As expected, broker-dealer mergers and acquisitions are beginning to heat up, with small to mid-sized independent broker-dealers being gobbled up by larger copmpanies.
Western International Securities Inc. will acquire close to 200 retail brokers of Financial West Group, according to three sources with knowledge of the transaction. The deal is structured as an asset purchase agreement, according to a source, and Western International is not purchasing Financial West's institutional business.
Meanwhile, Kovack Securities Inc., a mid-sized firm that generated $65.4 million in total revenues in 2016 and is home to approximately 400 advisers, said on Monday it was purchasing the assets of TKG Financial, a small IBD with around 10 advisers and more than $200 million in client assets. And the firm's president, Brian Kovack, said it was not done with deal making.
"It's a good M&A market right now," he said. "We are looking to announce a similar deal soon."
Mr. Kovack said his firm has 30 reps in California already and the TKG deal will boost that number to 40, with the addition coming in Santa Barbara. "They keep the brand name, the employees, the location. These folks don't want to go to a large firm and be absorbed with thousands of advisers."
Terms of the Kovack Securities deal were not disclosed.
The price Western International Securities paid for the retail brokers of Financial West Group was not known.
Financial West Group's CEO, Gene Valentine, declined to comment. Western International's CEO, Don Bizub, also declined to comment.
At the start of the year, many brokerage executives predicted that
the brokerage industry would see a steady pace of consolidation in 2017 as it did in 2016.
Independent broker-dealers have seen margins compress steadily since the credit crisis as record low interest rates ate into their bottom lines. New regulations such as the Department of Labor's pending fiduciary standard for retirement accounts have hampered the sale of high-commission products such as nontraded real estate investment trusts and variable annuities, increasing the pressure on firm finances.
Deal-making for independent broker-dealers has been slow but appears to be picking up steam.
National Holdings Corp., which controls two independent broker-dealers with about 1,100 reps, said in March it was acquiring the assets of Williams Financial Group, including its broker-dealer, WFG Investments, with about 230 financial professionals.
Then, in April,
Ameriprise Financial Inc. said it had agreed to buy Investment Professionals Inc., an independent broker-dealer based in San Antonio, Texas, with 200 reps operating out of more than 140 financial institutions in 29 states.
Western International has close to 250 advisers.
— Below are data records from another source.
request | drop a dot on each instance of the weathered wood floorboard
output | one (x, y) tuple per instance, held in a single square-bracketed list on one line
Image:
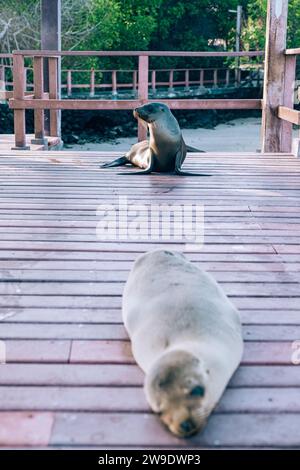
[(70, 379)]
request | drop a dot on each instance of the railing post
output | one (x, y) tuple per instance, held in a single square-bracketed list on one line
[(114, 83), (134, 83), (55, 115), (18, 94), (187, 80), (92, 84), (2, 77), (39, 114), (143, 91), (273, 128), (171, 84), (153, 82), (228, 77), (69, 83), (202, 77), (215, 78)]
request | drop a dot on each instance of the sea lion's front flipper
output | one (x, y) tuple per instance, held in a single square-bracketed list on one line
[(180, 157), (146, 171), (194, 149), (118, 162)]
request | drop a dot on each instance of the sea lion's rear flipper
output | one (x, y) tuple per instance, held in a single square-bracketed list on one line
[(193, 149), (146, 171), (118, 162), (179, 159)]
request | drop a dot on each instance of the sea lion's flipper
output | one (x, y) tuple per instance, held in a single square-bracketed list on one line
[(184, 173), (193, 149), (146, 171), (118, 162), (180, 156)]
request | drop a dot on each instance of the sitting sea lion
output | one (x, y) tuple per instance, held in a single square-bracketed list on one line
[(166, 149), (186, 336)]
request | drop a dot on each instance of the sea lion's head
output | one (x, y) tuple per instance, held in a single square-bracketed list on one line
[(152, 112), (177, 389)]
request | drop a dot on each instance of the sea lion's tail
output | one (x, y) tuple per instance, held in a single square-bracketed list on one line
[(118, 162), (193, 149)]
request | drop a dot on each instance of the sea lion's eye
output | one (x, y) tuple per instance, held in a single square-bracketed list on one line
[(197, 391)]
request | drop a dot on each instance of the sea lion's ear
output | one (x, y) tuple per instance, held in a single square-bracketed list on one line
[(165, 379), (197, 391)]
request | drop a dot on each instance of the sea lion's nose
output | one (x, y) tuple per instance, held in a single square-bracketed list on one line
[(187, 426)]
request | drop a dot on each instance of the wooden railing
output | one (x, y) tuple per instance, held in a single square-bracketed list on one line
[(287, 112), (163, 78), (40, 101)]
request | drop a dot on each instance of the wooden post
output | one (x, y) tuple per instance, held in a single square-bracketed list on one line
[(143, 91), (228, 77), (171, 83), (201, 77), (134, 83), (51, 41), (274, 128), (2, 77), (153, 82), (53, 95), (92, 83), (187, 80), (18, 94), (114, 83), (215, 78), (39, 114), (69, 82)]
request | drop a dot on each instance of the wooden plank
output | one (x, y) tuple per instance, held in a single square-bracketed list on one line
[(119, 375), (288, 114), (111, 288), (37, 351), (51, 53), (19, 114), (25, 428), (143, 73), (144, 429), (132, 399), (95, 331), (295, 51), (119, 352), (272, 126), (54, 80), (57, 104), (113, 316), (39, 115)]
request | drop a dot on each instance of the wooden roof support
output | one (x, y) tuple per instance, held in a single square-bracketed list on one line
[(279, 76)]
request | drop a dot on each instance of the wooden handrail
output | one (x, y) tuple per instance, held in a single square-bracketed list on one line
[(55, 104), (292, 51), (33, 53), (289, 115)]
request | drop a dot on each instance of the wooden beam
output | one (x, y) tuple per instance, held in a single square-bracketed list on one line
[(289, 115), (58, 53), (39, 114), (131, 104), (274, 78), (55, 115), (51, 41), (19, 113), (143, 92), (295, 51)]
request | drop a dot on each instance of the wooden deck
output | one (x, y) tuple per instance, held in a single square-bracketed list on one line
[(70, 379)]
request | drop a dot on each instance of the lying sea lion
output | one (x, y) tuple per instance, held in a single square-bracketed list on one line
[(165, 151), (186, 336)]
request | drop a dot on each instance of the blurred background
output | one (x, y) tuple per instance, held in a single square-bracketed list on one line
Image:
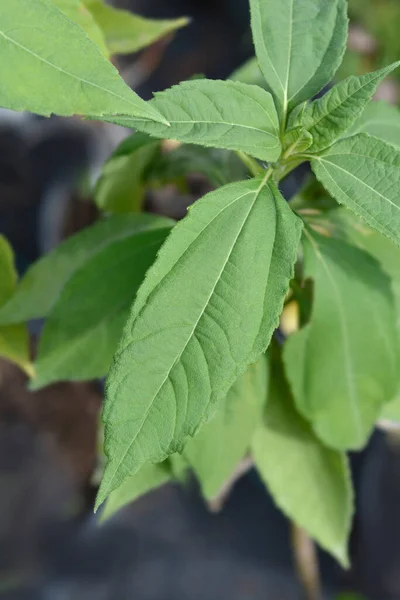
[(166, 546)]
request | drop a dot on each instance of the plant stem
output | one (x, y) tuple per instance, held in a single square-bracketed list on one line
[(253, 166), (306, 563)]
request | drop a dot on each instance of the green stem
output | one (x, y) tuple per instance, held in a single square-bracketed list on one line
[(253, 166)]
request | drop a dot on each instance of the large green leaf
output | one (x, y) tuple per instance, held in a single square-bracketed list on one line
[(14, 339), (86, 323), (363, 173), (381, 120), (125, 32), (343, 366), (206, 310), (388, 255), (147, 479), (222, 114), (40, 288), (299, 45), (49, 65), (309, 482), (76, 11), (121, 187), (216, 450), (328, 118)]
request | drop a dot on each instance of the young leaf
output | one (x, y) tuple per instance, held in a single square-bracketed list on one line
[(125, 32), (381, 120), (297, 139), (299, 46), (40, 288), (14, 339), (221, 114), (78, 13), (86, 323), (343, 365), (220, 444), (206, 310), (37, 74), (310, 483), (363, 173), (147, 479), (219, 166), (121, 187), (328, 118)]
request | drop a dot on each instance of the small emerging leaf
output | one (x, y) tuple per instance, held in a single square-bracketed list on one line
[(221, 114), (363, 173), (299, 46), (185, 345), (381, 120), (343, 365), (310, 483), (328, 118)]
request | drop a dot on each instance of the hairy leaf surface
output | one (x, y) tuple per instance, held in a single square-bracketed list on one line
[(328, 118), (309, 482), (216, 450), (39, 75), (222, 114), (363, 173), (299, 46), (76, 11), (381, 120), (206, 310), (40, 288), (126, 32), (14, 340), (82, 332), (343, 365)]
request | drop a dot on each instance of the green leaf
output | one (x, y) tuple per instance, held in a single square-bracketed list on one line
[(219, 166), (49, 65), (296, 140), (249, 73), (220, 444), (343, 365), (76, 11), (363, 173), (126, 32), (86, 323), (299, 46), (43, 283), (328, 118), (14, 339), (147, 479), (310, 483), (221, 114), (206, 310), (381, 120), (121, 187)]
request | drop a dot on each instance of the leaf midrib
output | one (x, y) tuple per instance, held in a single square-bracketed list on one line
[(177, 358), (64, 72)]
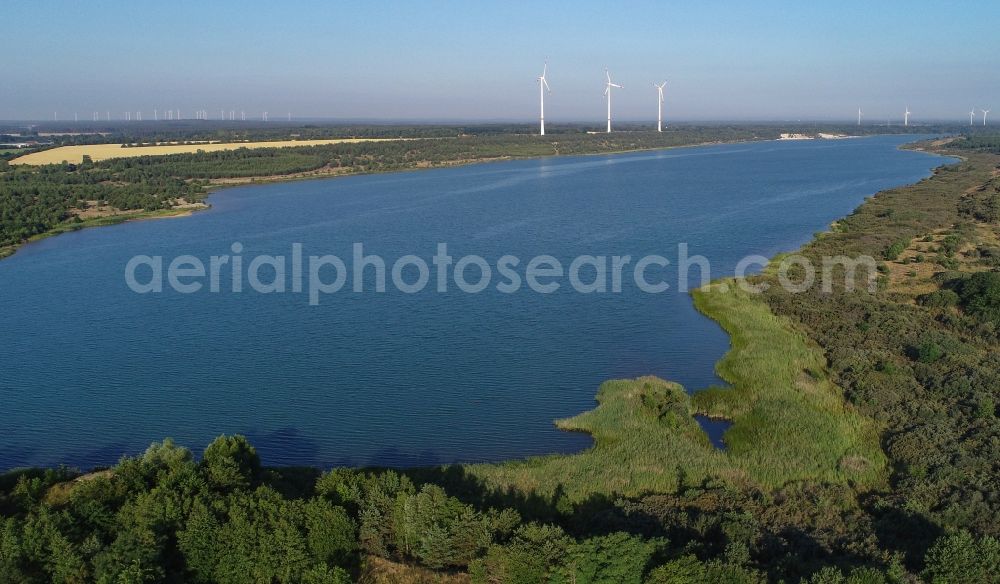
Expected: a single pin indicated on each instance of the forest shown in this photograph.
(917, 358)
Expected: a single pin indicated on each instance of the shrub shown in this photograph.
(939, 299)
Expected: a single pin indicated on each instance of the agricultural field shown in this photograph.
(98, 152)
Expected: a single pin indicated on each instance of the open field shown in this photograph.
(97, 152)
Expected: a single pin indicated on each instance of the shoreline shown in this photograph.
(126, 217)
(696, 407)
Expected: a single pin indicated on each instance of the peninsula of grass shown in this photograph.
(789, 421)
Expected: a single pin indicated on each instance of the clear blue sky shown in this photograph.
(469, 60)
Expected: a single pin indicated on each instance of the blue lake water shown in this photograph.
(91, 370)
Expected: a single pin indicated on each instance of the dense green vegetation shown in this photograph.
(790, 422)
(865, 444)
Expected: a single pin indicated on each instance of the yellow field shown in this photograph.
(75, 154)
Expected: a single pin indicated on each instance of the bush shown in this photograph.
(939, 299)
(897, 248)
(979, 295)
Financial West reported $40.4 million in revenues and a net loss of $87,000 in 2016 for the fiscal year that ended in September,
according to a filing with the Securities and Exchange Commission.
MORE OPPORTUNITIES
"There are still a lot of consolidation opportunities out there," said Ed Cofrancesco, president of International Assets Advisory, an independent broker-dealer. "The owners tend to be my age or older, in their mid-fifties, and they're looking for an exit strategy. Costs of running a broker-dealer go up each year, and that puts a lot of pressure on B-D owners."
When the former nontraded real estate investment trust czar Nicholas Schorsch went on a buying binge of broker-dealers during 2013 and 2014, the valuations for firms got out of whack because Mr. Schorsch was paying top dollar through his broker-dealer holding company, RCS Capital Corp., Mr. Cofrancesco said.
A few years ago, owners of an independent brokr-dealer that generated $20 million to $40 million in revenue annually believed they could get a valuation of 50% of annual revenue, he said.
"Now, valuations are coming back down to earth," he said. "That same type of firm is likely to get 25% to 30% of revenue."